Mounted at /content/drive


In [25]:
path = '/content/drive/MyDrive/505/project/'

data = pd.read_csv(f'{path}/data.csv')
print(data.shape)

(96562, 9)


In [30]:
# Train test split
from sklearn.model_selection import train_test_split

X_train, X_test, y_train, y_test = train_test_split(data.iloc[:,:-1], data['retweets'], train_size = 71680, random_state=42)
print(len(X_train), len(X_test))

71680 24882


In [33]:
X_train_tweet = X_train.tweet
X_test_tweet = X_test.tweet

X_train_meta = X_train.iloc[:,:-1]
X_test_meta = X_test.iloc[:,:-1]

In [49]:
# Building vocabulary for training data
def word_count(data):
  words_counter = Counter()
  for line in data:
    words =  line.split()
    for w in words:
      words_counter.update([w])
  
  words_counter_clean = {k:v for k,v in words_counter.items() if v > 1} # Removing the words that only appear once
  sorted_words = sorted(words_counter_clean, key = words_counter_clean.get, reverse = True) # Sorting the words frequency in desc order
  sorted_words = ['UNK','PAD', '<s>', '</s>' ] + sorted_words 

  return words_counter, words_counter_clean, sorted_words
  
words_counter, words_counter_clean, sorted_words = word_count(X_train_tweet)

In [50]:
# Not using slicing window padding
def padding(data, seq_len):
  sequences = []
  for line in data:
    line = f"{'<s>'} {line} {'</s>'}"
    n_token = len(line.split())
    
    if n_token >= seq_len:
      seq = line.split()[:seq_len] 
      sequences.append(" ".join(seq))

    else:
      seq = line.split()
      for i in range(seq_len - n_token):
          seq.append('PAD')
      sequences.append(" ".join(seq))
  return sequences

X_train_pad = padding(X_train_tweet, 20)
X_test_pad = padding(X_test_tweet, 20)

In [51]:
# replace the words that only appear once with UNKNOWN
def generate_sentence(data):
  sequences = []
  for line in data:
    temp = []
    words = line.split()
    for word in words:
      if word in sorted_words:
        temp.append(word)
      else:
        temp.append('UNK')
    sequences.append(" ".join(temp))
  return sequences

X_train_final = generate_sentence(X_train_pad)
X_test_final = generate_sentence(X_test_pad)

In [52]:
# Using tweets training data vocabulary

# Dictionaries to store the word to index mappings and vice versa
word2idx = {o:i for i,o in enumerate(sorted_words)}
idx2word = {i:o for i,o in enumerate(sorted_words)}


# convert text sequences to integer sequences
X_train_int = np.zeros((len(X_train_final), 20), dtype = int)
for i, data in enumerate(X_train_final):
  X_train_int[i] = [word2idx[w] for w in data.split()]

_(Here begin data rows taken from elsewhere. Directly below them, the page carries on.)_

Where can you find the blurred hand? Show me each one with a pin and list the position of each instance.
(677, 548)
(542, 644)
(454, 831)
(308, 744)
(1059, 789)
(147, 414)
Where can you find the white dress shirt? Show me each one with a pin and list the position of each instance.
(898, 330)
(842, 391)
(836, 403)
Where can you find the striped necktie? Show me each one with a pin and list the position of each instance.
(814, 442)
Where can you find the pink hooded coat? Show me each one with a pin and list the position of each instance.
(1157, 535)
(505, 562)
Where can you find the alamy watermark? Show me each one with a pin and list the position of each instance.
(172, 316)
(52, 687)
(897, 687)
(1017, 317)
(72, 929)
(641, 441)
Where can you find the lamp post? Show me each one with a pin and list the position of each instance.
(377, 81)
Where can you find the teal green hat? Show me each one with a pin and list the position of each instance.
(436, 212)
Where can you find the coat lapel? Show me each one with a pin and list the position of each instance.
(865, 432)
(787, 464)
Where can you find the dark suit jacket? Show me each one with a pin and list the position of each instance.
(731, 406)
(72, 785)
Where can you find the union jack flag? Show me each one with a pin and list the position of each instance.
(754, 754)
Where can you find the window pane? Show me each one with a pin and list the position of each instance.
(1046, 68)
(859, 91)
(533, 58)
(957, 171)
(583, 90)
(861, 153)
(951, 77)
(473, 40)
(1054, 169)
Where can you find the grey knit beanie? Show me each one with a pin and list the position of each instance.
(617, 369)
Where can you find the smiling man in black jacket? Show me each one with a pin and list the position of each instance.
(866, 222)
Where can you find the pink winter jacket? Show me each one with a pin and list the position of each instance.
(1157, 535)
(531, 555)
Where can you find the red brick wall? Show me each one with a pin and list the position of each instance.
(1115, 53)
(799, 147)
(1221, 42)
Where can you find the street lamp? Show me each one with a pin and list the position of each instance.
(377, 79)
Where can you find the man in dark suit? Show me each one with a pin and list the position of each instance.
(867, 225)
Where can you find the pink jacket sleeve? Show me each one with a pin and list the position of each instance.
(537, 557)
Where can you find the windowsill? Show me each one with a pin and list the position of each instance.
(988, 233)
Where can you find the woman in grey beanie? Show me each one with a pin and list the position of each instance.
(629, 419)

X_test_int = np.zeros((len(X_test_final), 20), dtype = int)
for i, data in enumerate(X_test_final):
  X_test_int[i] = [word2idx[w] for w in data.split()]



In [53]:
# convert lists to numpy arrays
X_train_int = np.array(X_train_int)
y_train_int = np.array(y_train)

X_test_int = np.array(X_test_int)
y_test_int = np.array(y_test)

In [54]:
from torch.utils.data import DataLoader, TensorDataset

# create Tensor datasets
train_data = TensorDataset(torch.from_numpy(X_train_int), torch.from_numpy(X_train_meta.to_numpy()), torch.from_numpy(y_train_int))
test_data = TensorDataset(torch.from_numpy(X_test_int),torch.from_numpy(X_test_meta.to_numpy()), torch.from_numpy(y_test_int))

# dataloaders
batch_size = 256

train_loader = DataLoader(train_data, shuffle=True, batch_size=batch_size)
test_loader = DataLoader(test_data, shuffle=True, batch_size=batch_size)

# Glove Embeddings

In [None]:
vectors = bcolz.open(f'{glove_path}/6B.100.dat')[:]
words = pickle.load(open(f'{glove_path}/6B.100_words.pkl', 'rb'))
words += ['<UNK>', '<s>', '</s>', 'PAD']
vocab_list_glove = set(words)
new_vecs = np.random.normal(loc=0.0, scale=.6, size=(4,100) )
vectors = np.vstack((vectors, new_vecs))
word2idx = pickle.load(open(f'{glove_path}/6B.100_idx.pkl', 'rb'))
word2idx['<UNK>'] = 400000
word2idx['<s>'] = 400001
word2idx['</s>'] = 400002
word2idx['PAD'] = 400003

In [None]:
# Using glove weights
glove = {w: vectors[word2idx[w]] for w in words}
matrix_len = len(sorted_words)
weights_matrix = np.zeros((matrix_len, 100))
words_found = 0

for i, word in enumerate(sorted_words):
  try: 
    weights_matrix[i] = glove[word] # if alr in the vocab, load its pre-trained word vector.
    words_found += 1
  except KeyError:
    weights_matrix[i] = np.random.normal(scale=0.6, size=(100, ))

# Neural Net

### Retweet Network: Takes in a tweet as input, can use embedded version, and can any combination of bidirectional, LSTM, GRU, concatenates it with metadata vector, and uses a feedforward neural net with 1 hidden layer to perform a regression prediction on the retweet count. 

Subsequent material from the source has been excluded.